Additionally, Adams stated in his affidavit, “With respect to marijuana cultivation, I am aware that an outdoor marijuana grow takes approximately three months (ninety-days) from the time the marijuana plant is planted in the soil until it is cultivated at the end of its season.” The majority is not persuaded by that averment because this growing operation occurred indoors. One would ordinarily expect that plants grown under grow lights could mature more quickly if they are subject to a more continual light and heat source than plants grown outdoors, but the growth rate of particular plants depends necessarily on the extent to which the grow *447lights are actually used. Adams’s averment is not without relevance. It defines for purposes of the affidavit an inferential timeline for the ordinary growth cycle of a marijuana plant. Its importance to the issue in this case is that it demonstrates by comparison, albeit inexact, the relatively short 42-day time period within which E’s observation and the execution of the search warrant occurred.1 Finally, the inference from M’s observations of the activities connected with her father’s bedroom is a relevant consideration. First, M’s report does not suggest that the activities she described happened only on one occasion. Rather, they imply reoccurring activities, i.e., “people would sometimes be in there for a while, and at times would come out in just a short period of time.” Moreover, statements regarding her father’s practice of not permitting her to brush her teeth without first entering the room and shutting the door farther reinforce the inference that his actions to hide certain contents in the room occurred on more than one occasion. It is correct that nothing in the affidavit expressly ties these observations to the 42-day time period, but nothing in their nature excludes them from that time period either.
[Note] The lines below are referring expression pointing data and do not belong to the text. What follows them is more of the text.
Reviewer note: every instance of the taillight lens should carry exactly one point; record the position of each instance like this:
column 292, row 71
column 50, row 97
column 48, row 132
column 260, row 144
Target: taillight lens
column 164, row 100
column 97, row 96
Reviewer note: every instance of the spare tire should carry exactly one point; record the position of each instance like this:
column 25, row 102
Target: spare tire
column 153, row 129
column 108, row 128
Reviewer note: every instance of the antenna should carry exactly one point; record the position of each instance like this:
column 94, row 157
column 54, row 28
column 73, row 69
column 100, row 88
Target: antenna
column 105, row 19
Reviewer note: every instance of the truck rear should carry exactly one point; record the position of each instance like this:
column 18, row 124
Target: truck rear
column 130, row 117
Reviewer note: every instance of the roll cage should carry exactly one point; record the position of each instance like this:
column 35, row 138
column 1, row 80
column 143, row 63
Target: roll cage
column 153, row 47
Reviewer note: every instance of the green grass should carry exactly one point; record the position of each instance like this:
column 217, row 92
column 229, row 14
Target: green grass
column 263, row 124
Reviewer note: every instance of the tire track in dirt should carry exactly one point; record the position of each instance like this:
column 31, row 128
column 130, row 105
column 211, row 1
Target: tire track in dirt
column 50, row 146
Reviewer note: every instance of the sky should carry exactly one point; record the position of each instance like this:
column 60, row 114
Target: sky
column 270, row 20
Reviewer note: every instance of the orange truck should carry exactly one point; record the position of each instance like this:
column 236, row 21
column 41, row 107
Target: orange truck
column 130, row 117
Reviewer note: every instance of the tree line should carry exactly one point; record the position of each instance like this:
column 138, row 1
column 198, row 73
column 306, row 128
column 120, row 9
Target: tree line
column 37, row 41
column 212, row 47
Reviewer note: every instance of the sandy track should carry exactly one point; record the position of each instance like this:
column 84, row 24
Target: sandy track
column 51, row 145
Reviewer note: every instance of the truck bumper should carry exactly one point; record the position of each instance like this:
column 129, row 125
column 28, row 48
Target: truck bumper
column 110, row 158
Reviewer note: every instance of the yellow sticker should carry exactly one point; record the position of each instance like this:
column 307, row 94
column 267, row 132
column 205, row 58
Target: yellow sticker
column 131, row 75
Because those activities appear to be in the nature of habitual practices, they are inferentially further evidence of ongoing drug activity on the part of defendant.

In sima, the assessment of the sufficiency of an affidavit to determine whether it provides probable cause to search is a “four corners” analysis that must take into account the totality of the circumstances found by the magistrate to be true. Here, defendant does not contravene any of Adams’s averments. The remaining question is whether those facts and the reasonable inferences available from them, when considered in combination with each other, make it more likely than not that evidence of marijuana cultivation would be found on defendant’s premises on the date of the issuance of the search warrant. The issuing magistrate may or may not have drawn the above inferences or other inferences in support of his determination of probable cause. The *448point is that he reasonably could have drawn the above inferences, and that conclusion suffices to satisfy the standard of review imposed by Castillejo,.2

For these reasons, I would reach the same result as the majority but based on different reasoning.

Again, in assessing the weight to be given that inference along with other available inferences, it is important to be mindful that the standard of review is not what weight I or the majority would give to a particular inference if we were the issuing magistrate, but what weight a magistrate would be legally entitled to give to it.

The majority reaches the same conclusion based solely on the observation of the grow light. My quarrel with the majority is not its lack of reliance on that fact but on its failure to rely on the other facts in the affidavit in combination with that fact.